ONE of the challenges of forming a government in Pakistan is that no sooner have you assumed office than you realise you will have to go to the IMF. This government experienced this realisation, as did the previous government, and many more before them. At first one resists. After all, it is not easy to implement the unpopular measures required by the IMF. Further, there is the perception that a country’s sovereignty is compromised by acting on the dictates of another organisation.
The resistance is not unfounded. The history of IMF programmes is associated with subsequent changes in governments after unpopular measures are implemented. And this is not just the case with developing countries. During the European debt crisis in 2010-12, several European countries, including Greece, Ireland and Portugal, were forced to go to the IMF. In most cases, the government that implemented the unpopular provisions of an IMF programme lost the subsequent election.
Is there another way for a government to do the needful to restore stability, minimise the loss of popularity and also not compromise on self-pride by calling in the IMF? There are lessons that can be learnt from the Philippines, a developing country with striking parallels to Pakistan. The Philippines, like Pakistan, relied heavily on overseas remittances. Owing to fiscal profligacy and energy sector issues it had to repeatedly go to the IMF and in 2002 it was classified, in IMF jargon, together with Pakistan and a few other countries, as a ‘Prolonged User of IMF Resources’.
In 2005, the Philippines faced a fiscal and balance-of-payments crisis similar to the ones repeatedly faced by Pakistan. Its government debt had risen to 71 per cent of GDP by end-2004, its fiscal balance had deteriorated by several percentage points of GDP over previous years, and its foreign exchange reserves had fallen to below five months of imports. At that time, I was heading the IMF office in the Philippines. We worried about the toll that a crisis would take on the economy and poverty levels. We also worried that the authorities might delay calling in the IMF during which period the problems would grow and require tougher measures to address them. At the heart of the matter was raising petrol prices and taxes to cover a gaping fiscal hole, measures that would undermine the popularity of the president.
As events unfolded, the Philippines not only avoided an IMF programme, it also generated an economic turnaround that exceeded expectations. Its strategy generated so much foreign exchange for the country that in December 2006, its president — the same president who was hesitant to take the tough measures — went on national TV on Christmas Eve to make an announcement laced with symbolism, sovereignty and national pride: as a Christmas gift to the country, she had decided that the Philippines would prepay all debts owed to the IMF in one go before year-end.
There’s a need for a group of non-partisan economists to produce a White Paper addressing structural issues.
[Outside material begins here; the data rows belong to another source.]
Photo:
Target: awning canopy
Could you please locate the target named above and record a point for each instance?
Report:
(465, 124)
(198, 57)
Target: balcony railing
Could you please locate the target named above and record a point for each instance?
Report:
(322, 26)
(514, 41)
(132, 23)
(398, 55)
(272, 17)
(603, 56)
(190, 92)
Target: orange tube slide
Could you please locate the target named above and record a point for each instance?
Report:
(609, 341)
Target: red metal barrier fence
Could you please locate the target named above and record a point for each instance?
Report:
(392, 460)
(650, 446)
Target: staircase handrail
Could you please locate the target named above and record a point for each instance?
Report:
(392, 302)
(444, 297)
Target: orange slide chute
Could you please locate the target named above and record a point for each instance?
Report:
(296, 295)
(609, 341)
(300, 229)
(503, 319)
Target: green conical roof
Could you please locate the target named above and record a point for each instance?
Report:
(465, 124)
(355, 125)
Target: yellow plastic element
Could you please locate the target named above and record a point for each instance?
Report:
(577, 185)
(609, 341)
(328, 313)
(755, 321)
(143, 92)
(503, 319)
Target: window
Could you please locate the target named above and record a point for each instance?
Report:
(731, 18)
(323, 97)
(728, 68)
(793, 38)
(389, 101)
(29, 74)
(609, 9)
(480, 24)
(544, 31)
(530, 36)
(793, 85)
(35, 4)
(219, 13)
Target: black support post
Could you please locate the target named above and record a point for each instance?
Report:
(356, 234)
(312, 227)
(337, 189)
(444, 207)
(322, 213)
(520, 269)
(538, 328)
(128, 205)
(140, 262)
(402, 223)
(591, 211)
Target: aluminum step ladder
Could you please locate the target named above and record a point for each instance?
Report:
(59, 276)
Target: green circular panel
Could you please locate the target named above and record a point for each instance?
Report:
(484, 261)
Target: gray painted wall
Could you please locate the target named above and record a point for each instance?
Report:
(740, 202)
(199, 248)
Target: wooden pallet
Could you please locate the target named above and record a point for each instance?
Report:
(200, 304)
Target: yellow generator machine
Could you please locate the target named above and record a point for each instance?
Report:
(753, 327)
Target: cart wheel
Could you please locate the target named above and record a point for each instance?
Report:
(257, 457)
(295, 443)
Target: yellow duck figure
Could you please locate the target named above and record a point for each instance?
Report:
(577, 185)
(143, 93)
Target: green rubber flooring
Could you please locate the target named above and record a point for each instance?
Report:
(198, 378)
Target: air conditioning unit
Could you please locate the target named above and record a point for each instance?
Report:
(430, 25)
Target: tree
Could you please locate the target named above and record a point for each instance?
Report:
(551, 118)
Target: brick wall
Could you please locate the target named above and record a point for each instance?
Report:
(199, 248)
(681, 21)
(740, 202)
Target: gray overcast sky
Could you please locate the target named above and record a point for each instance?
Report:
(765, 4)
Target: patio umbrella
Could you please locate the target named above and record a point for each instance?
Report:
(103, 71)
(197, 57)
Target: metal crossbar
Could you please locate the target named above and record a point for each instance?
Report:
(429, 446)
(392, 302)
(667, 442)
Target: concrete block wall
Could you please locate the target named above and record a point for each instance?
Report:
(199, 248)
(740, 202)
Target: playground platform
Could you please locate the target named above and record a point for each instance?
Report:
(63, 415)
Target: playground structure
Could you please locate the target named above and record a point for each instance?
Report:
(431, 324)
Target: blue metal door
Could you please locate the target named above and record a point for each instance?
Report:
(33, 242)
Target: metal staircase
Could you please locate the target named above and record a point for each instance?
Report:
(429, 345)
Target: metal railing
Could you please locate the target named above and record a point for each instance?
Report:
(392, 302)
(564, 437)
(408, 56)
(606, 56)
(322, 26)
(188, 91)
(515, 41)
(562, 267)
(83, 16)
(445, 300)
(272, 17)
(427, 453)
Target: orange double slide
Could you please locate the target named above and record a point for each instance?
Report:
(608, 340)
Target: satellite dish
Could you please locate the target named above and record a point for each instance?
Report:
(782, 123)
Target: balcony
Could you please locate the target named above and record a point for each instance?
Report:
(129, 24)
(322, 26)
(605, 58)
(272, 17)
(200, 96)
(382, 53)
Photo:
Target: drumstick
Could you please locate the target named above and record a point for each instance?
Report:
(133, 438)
How did the Philippines go from a country on the brink of a crisis in mid-2005 to prepaying the IMF a year and a half later? A big part of the credit goes to a process led by several of the country’s leading economists, all non-partisan and several who had in the past held senior technocratic positions in public service. This group together advocated and lobbied key stakeholders including the executive and parliament for the much-needed fiscal reforms. As part of their efforts, they also produced a White Paper on the needed measures. Many of their recommendations had significant overlap with those of the IMF, such as raising taxes on petrol and other areas. But, critically, this process and its output were home-grown. It had the ownership of leading Filipino economists. Moreover, the group’s credibility gave its recommendations the necessary traction. At the end of the day, it was more palatable for the president to get behind a home-grown fiscal strategy developed by a non-partisan group of experts than to go for an IMF programme. The Philippines has never gone back to the IMF since.
Does this experience have lessons for us? First, we need to recognise that given the current politically charged environment, any economic strategy proposed by the government would likely not be supported by the opposition. Vice versa, any such strategy prepared by the opposition will likely not resonate within government. This also explains why a charter of economy has not taken off.
Second, there is a need for a group of non-partisan economists with established credibility to organise themselves to produce a White Paper that addresses the few most important structural issues. It is critical that this group’s membership be apolitical and have credibility with the leading parties, within and outside government.
Third, this group would need a platform for consultation and advocacy. This could ideally be done through a leading university which would provide a neutral, non-partisan space, unlike many of the think tanks that are perceived to have political leanings or the backing of particular interest groups. The group should also not be associated with a trade association to avoid the perception of making self-serving recommendations. The group would need to consult with key sectors including industry, agriculture, services, civil society, and others to be appropriately informed. And it would ideally need to be chaperoned by a credible non-partisan leader to bring them all together.
Such an effort may or may not succeed, but it is worth trying. First, it would be home-grown and would avoid the IMF label even if ends up making many of the same recommendations that the IMF may have made. Second, it would be non-partisan. Therefore, its longevity may be beyond the tenure of one government. Finally, we know that the alternative of the current system does not work. If the fundamental, long-standing structural impediments in our economy are not addressed, we will likely need repeated IMF programmes to address the resulting periodic macroeconomic imbalances. A carefully planned, far-sighted and systematic effort in this direction may give us the economic success and sovereignty we deserve.
The writer is former governor of the State Bank of Pakistan.